Feel free to maintain these configs yourself, or file a Skia [autoroll bug][SkiaAutorollBug]
for help as needed.
[SkiaAutorollBug]: https://bugs.chromium.org/p/skia/issues/entry?template=Autoroller+Bug
### Vulkan Dependencies auto-roller: Handling failures
**Vulkan-deps consists of several related Vulkan dependencies**: Vulkan-Tools,
Vulkan-Loader, Vulkan-ValidationLayers, Vulkan-Headers and other related
repos. One common source of breaks is a Vulkan Headers update, which can take
a while to be integrated into other repos like the Vulkan Validation Layers.
No action on your part is needed for header updates.
If a vulkan-deps AutoRoll CL triggers an failure in the `presubmit` bot, in
the "export targets" step, you can:
1. Add missing headers to the upstream `BUILD.gn` if possible. See this [example CL][GNHeaderExample].
1. Otherwise, add headers to `IGNORED_INCLUDES` in [`export_targets.py`][ExportTargetsPy]. See this
[example CL][ExportHeaderExample].
[GNHeaderExample]: https://github.com/KhronosGroup/Vulkan-Loader/pull/968
[ExportTargetsPy]: ../scripts/export_targets.py
[ExportHeaderExample]: https://chromium-review.googlesource.com/c/angle/angle/+/3399044
If the roll fails for a reason other than a header update or presubmit,
determine the correct upstream repo and file an issue upstream. For simple
compilation failures, we usually submit fixes ourselves. For more info on
vulkan-deps see the [README][VulkanDepsREADME].

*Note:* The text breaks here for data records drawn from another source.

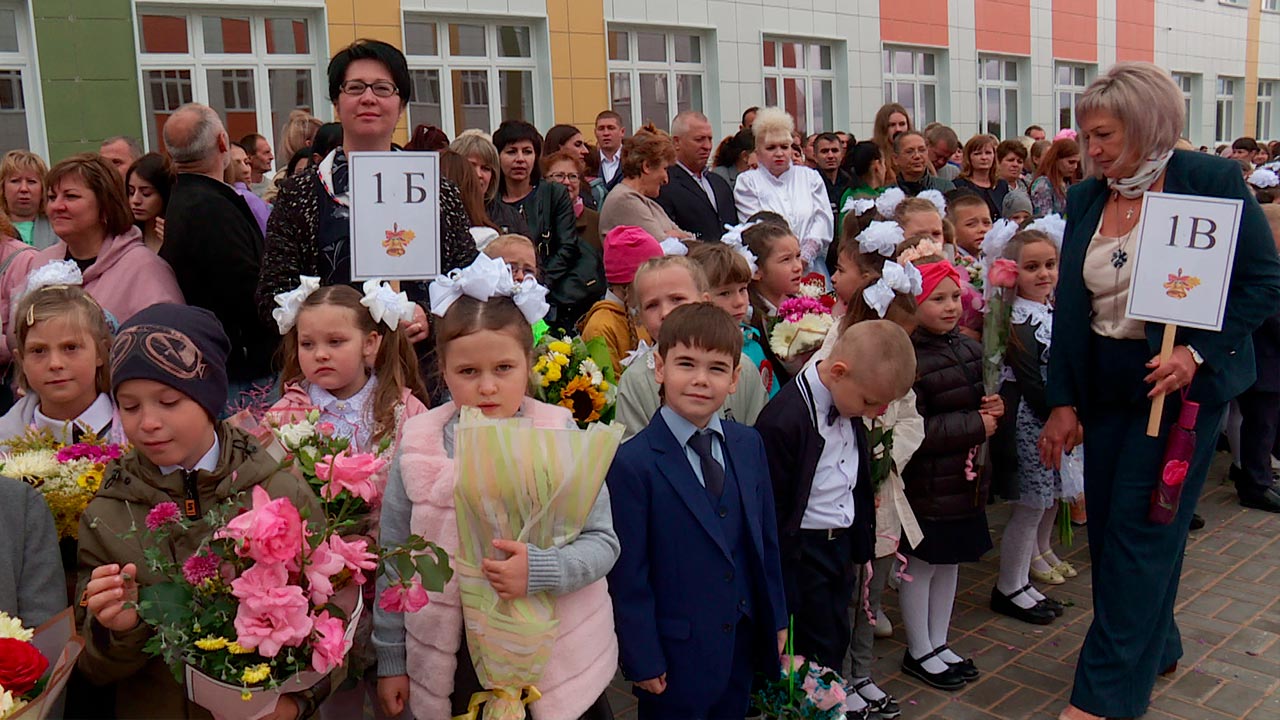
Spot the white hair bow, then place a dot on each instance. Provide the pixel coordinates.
(888, 201)
(385, 305)
(1054, 226)
(894, 279)
(288, 304)
(997, 237)
(483, 279)
(858, 205)
(59, 272)
(938, 200)
(1264, 177)
(672, 246)
(881, 236)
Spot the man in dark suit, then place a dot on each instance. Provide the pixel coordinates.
(698, 596)
(696, 200)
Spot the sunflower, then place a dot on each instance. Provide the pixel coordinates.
(584, 400)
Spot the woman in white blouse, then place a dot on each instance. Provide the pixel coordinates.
(794, 191)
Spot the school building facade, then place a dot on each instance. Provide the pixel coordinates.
(73, 72)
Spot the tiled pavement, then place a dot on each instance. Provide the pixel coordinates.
(1228, 611)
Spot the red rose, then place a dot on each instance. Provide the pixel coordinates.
(21, 665)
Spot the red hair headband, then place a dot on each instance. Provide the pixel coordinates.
(935, 273)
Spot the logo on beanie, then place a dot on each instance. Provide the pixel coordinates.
(169, 350)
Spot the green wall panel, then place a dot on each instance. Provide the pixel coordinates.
(87, 72)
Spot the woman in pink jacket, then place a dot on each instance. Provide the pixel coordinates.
(88, 210)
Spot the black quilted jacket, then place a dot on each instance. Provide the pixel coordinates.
(947, 395)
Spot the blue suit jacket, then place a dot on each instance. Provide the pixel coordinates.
(1255, 294)
(673, 595)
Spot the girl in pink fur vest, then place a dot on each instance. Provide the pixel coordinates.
(485, 347)
(347, 356)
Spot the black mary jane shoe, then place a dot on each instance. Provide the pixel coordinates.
(965, 668)
(949, 679)
(1005, 605)
(885, 709)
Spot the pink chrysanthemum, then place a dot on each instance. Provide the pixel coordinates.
(161, 515)
(200, 568)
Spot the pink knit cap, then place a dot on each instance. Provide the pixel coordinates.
(626, 247)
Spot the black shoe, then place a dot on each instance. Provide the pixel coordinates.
(886, 707)
(968, 670)
(1267, 500)
(1005, 605)
(947, 679)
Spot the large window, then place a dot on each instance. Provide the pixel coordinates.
(997, 96)
(1069, 83)
(912, 81)
(19, 124)
(1224, 123)
(1187, 83)
(800, 77)
(1265, 128)
(654, 74)
(470, 73)
(254, 68)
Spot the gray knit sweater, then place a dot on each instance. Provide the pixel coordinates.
(32, 586)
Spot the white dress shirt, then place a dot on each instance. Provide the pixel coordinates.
(799, 195)
(831, 499)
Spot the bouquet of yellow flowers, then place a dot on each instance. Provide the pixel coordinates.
(67, 475)
(579, 376)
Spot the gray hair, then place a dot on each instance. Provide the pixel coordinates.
(682, 119)
(200, 140)
(1146, 101)
(133, 145)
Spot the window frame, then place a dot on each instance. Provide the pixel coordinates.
(632, 67)
(492, 64)
(891, 80)
(1074, 90)
(808, 74)
(200, 62)
(24, 62)
(1004, 85)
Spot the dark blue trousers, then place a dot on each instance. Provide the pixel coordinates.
(1136, 564)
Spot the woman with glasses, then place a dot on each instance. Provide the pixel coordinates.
(309, 231)
(634, 201)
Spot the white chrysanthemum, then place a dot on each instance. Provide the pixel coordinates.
(12, 628)
(296, 433)
(35, 464)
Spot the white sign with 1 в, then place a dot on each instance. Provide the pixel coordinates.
(394, 215)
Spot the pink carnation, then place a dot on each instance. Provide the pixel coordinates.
(272, 614)
(355, 556)
(270, 532)
(321, 566)
(161, 515)
(200, 568)
(351, 473)
(329, 647)
(401, 598)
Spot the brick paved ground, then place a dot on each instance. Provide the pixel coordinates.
(1228, 611)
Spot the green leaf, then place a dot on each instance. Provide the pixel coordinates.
(168, 604)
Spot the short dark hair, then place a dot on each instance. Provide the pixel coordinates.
(250, 142)
(365, 49)
(704, 326)
(1246, 144)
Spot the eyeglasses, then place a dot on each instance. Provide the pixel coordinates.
(382, 89)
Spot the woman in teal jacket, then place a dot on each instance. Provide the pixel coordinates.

[VulkanDepsREADME]: https://chromium.googlesource.com/vulkan-deps/+/refs/heads/main/README.md
### ANGLE into Chrome auto-roller: SwANGLE builders
The ANGLE into Chromium roller has two SwiftShader + ANGLE (SwANGLE) builders:
[linux-swangle-try-x64](https://luci-milo.appspot.com/p/chromium/builders/try/linux-swangle-try-x64)
and
[win-swangle-try-x86](https://luci-milo.appspot.com/p/chromium/builders/try/win-swangle-try-x86).
However, failures on these bots may be due to SwiftShader changes.
To handle failures on these bots:
1. If possible, suppress the failing tests in ANGLE, opening a bug to investigate later.
1. If you supsect an ANGLE CL caused a regression,
consider whether reverting it or suppressing the failures is a better course of action.
1. If you suspect a SwiftShader CL, and the breakage is too severe to suppress,
(a lot of tests fail in multiple suites),
consider reverting the responsible SwiftShader roll into Chromium
and open a SwiftShader [bug](http://go/swiftshaderbugs). SwiftShader rolls into Chromium
should fail afterwards, but if the bad roll manages to reland,
stop the [autoroller](https://autoroll.skia.org/r/swiftshader-chromium-autoroll) as well.
## Task: Monitor and respond to ANGLE's perf alerts
Any large regressions should be triaged with a new ANGLE bug linked to any suspected CLs that may
have caused performance to regress. If it's a known/expected regression, the bug can be closed as
such. The tests are very flaky right now, so a WontFix resolution is often appropriate.